Not really, but this is because there are pretty much no suicide bombers anywhere in airports. They are incredibly rare.

But if you're a suicide bomber, by the time you get to the TSA checkpoint you can do a ton of damage inside a terminal during a holiday season when all airports are packed. Until then no one is stopping you.

Why are they rare?

There used to be suicide bombings in the news all the time. Hijackings were the reason they instituted the metal detectors at airports.

Improved security seems unlikely as a reason, given how many tests they fail. Was it just a fad? Did they decide it wasn't getting them what they wanted at a high personal cost? Did they find something more effective?

  • Common things don't get into the news. How many people died in car related accidents in your country yesterday - it almost never even makes the morning news in your country, much less international news.

  • There's lots of suicide attacks in poorer African countries.

    But the west by and large won the war on terror, it broke up all the state sponsored terrorist camps, and built a vast surveillance network capable of spotting people trying to build these devices. Israel was the flashpoint and they built walls and put cameras and AI everywhere and just flat out ignore human rights. It's just really hard to radicalise someone to that extent and not have them show up. Isis was also behind a lot of the attacks and they don't exist anymore. Afghanistan and Pakistan also don't shelter terrorists anymore because they might have kicked the US out but they don't want them back again.

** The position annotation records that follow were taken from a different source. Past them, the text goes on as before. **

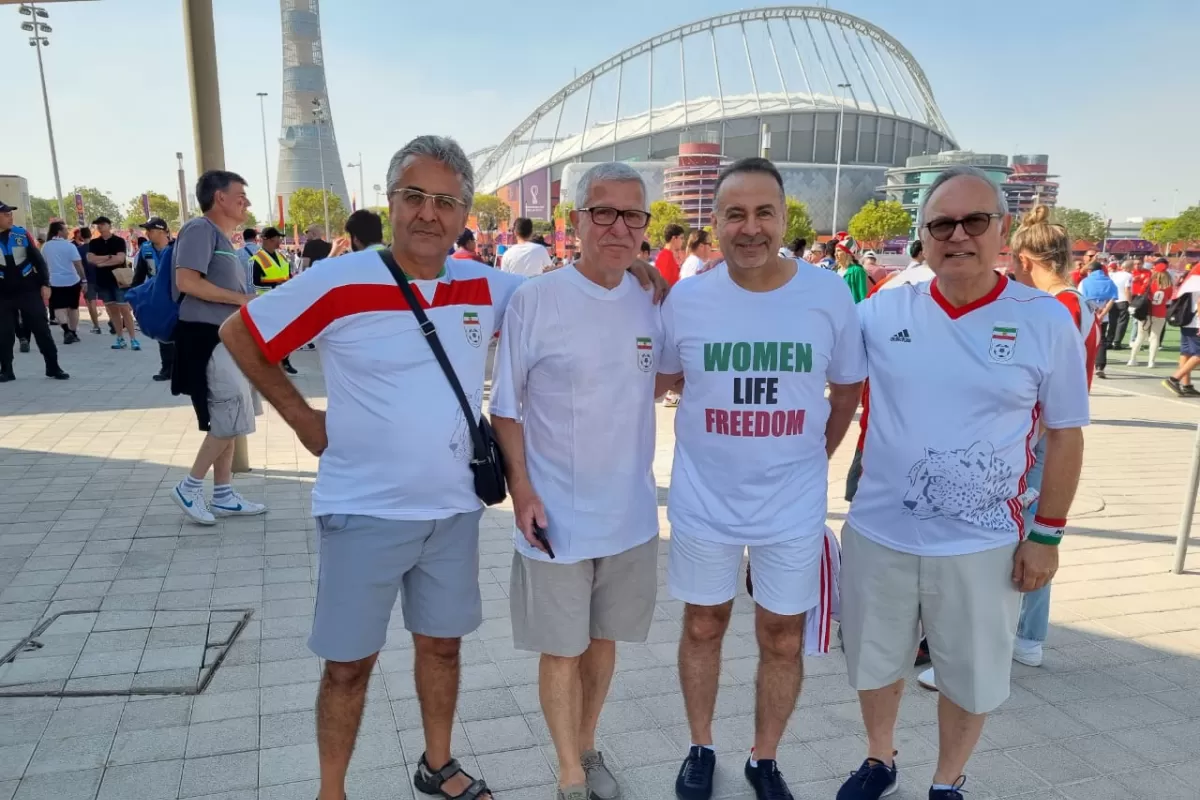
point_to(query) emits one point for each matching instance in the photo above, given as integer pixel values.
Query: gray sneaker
(601, 783)
(574, 793)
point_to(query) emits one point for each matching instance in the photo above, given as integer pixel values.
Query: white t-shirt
(957, 396)
(576, 365)
(1125, 282)
(690, 266)
(60, 256)
(399, 443)
(526, 258)
(750, 463)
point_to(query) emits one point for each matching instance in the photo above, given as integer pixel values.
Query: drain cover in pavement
(90, 653)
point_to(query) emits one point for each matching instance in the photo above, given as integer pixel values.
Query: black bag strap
(431, 336)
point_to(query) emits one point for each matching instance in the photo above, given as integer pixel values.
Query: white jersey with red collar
(957, 397)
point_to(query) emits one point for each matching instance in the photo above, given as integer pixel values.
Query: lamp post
(318, 116)
(267, 161)
(37, 41)
(363, 192)
(837, 173)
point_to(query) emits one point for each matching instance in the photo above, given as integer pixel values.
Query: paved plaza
(87, 524)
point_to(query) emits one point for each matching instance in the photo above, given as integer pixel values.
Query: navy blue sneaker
(767, 781)
(954, 793)
(874, 780)
(695, 780)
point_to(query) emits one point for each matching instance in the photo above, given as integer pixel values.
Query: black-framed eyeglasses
(415, 199)
(606, 216)
(973, 224)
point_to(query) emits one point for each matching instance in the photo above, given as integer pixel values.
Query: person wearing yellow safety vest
(271, 268)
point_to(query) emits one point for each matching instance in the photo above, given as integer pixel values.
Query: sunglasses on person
(606, 216)
(973, 224)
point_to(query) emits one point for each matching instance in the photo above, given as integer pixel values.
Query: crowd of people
(972, 382)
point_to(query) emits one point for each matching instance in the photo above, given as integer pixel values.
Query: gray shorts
(232, 404)
(558, 608)
(366, 561)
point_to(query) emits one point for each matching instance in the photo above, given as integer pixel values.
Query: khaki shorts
(558, 608)
(966, 605)
(232, 404)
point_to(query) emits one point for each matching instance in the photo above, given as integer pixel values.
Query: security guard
(271, 269)
(24, 289)
(150, 256)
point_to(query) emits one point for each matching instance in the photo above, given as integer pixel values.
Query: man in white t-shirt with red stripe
(963, 371)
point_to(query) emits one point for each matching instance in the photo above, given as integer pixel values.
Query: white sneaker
(237, 506)
(1027, 651)
(193, 505)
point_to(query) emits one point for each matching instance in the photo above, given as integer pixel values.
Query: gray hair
(960, 172)
(439, 148)
(611, 170)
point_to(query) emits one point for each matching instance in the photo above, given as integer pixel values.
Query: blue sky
(1105, 88)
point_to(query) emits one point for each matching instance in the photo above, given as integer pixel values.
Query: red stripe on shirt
(364, 298)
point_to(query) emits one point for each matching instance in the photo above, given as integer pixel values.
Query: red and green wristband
(1047, 530)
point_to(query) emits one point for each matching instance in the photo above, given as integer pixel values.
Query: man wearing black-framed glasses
(965, 372)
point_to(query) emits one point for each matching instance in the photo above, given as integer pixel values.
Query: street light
(267, 162)
(837, 174)
(363, 192)
(37, 41)
(318, 118)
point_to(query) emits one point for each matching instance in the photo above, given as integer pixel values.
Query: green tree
(563, 211)
(160, 206)
(799, 224)
(305, 208)
(491, 211)
(664, 214)
(1087, 226)
(879, 221)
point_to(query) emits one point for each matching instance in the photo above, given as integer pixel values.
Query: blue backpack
(153, 304)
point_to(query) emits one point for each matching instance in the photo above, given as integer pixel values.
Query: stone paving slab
(87, 524)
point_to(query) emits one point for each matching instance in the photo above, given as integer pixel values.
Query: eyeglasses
(973, 224)
(414, 199)
(606, 216)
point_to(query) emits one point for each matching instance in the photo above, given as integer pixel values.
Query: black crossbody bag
(487, 461)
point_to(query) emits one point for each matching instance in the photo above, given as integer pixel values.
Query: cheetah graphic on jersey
(460, 440)
(970, 485)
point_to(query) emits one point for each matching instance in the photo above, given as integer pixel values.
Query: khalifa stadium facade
(762, 82)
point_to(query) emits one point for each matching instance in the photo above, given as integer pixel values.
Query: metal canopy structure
(747, 64)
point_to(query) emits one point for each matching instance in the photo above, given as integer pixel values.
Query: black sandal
(430, 782)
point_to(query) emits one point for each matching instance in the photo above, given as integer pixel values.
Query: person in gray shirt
(210, 283)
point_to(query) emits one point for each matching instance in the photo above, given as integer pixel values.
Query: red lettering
(762, 423)
(778, 422)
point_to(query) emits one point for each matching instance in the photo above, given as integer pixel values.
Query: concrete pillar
(199, 41)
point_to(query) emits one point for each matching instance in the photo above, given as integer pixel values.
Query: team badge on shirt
(645, 353)
(472, 329)
(1003, 343)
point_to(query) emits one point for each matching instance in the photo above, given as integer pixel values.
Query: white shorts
(966, 605)
(786, 575)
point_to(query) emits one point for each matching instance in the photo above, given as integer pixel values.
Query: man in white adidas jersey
(395, 501)
(963, 371)
(756, 340)
(573, 405)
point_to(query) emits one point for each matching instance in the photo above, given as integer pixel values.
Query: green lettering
(742, 356)
(766, 356)
(717, 356)
(803, 356)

    Most of this is terrible from a civil liberties / human rights / sovereignty point of view, but if you wanted to stop suicide bombings it worked.

As far as the terror in terrorism goes, blowing up a plane or hijacking it and flying it into a building is a much bigger impact than blowing up a queue of people. It doesn't need to be rational.

  • I grew up in a time and place when terror bombings were "commonplace". And while actual bombs were rarish, bomb alerts were not.

    The impact of a bomb at a post office or shopping mall or commuter train was way more impactful than planes. Only a small number of people flew, and that was easily avoided if you cared. It's a lot harder to process when a place you go regularly explodes.

    Flying into buildings is not gonna happen again. That tactic didn't survive even a few hours as UA 93 demonstrated. Passengers won't allow it, and these days the cockpit door are locked.

That’s what happened in Brussels.

I was hoping these events could be used to impose fines/jailtime for airlines/airports/security that have queues longer than 5 people, but you know, counter-terrorism can’t mean making life better for the public.

  • > I was hoping these events could be used to impose fines/jailtime for airlines/airports/security that have queues longer than 5 people, but you know, counter-terrorism can’t mean making life better for the public.

    Not even at private airports or business terminal can you can manage not having a queue smaller than 5 people. So this is a really no-go from many points of view.

    BRU did something incredibly retarded after the incident: moved the queue outside. I mean yes, in open air a bomb is less lethal than in an enclosed space, but will still kill people.

    And like others said, we developed capabilities to track hostiles before they can actually blow up a bunch of people. That's why you don't see FRA or MUC or CDG or LHR being blown up daily.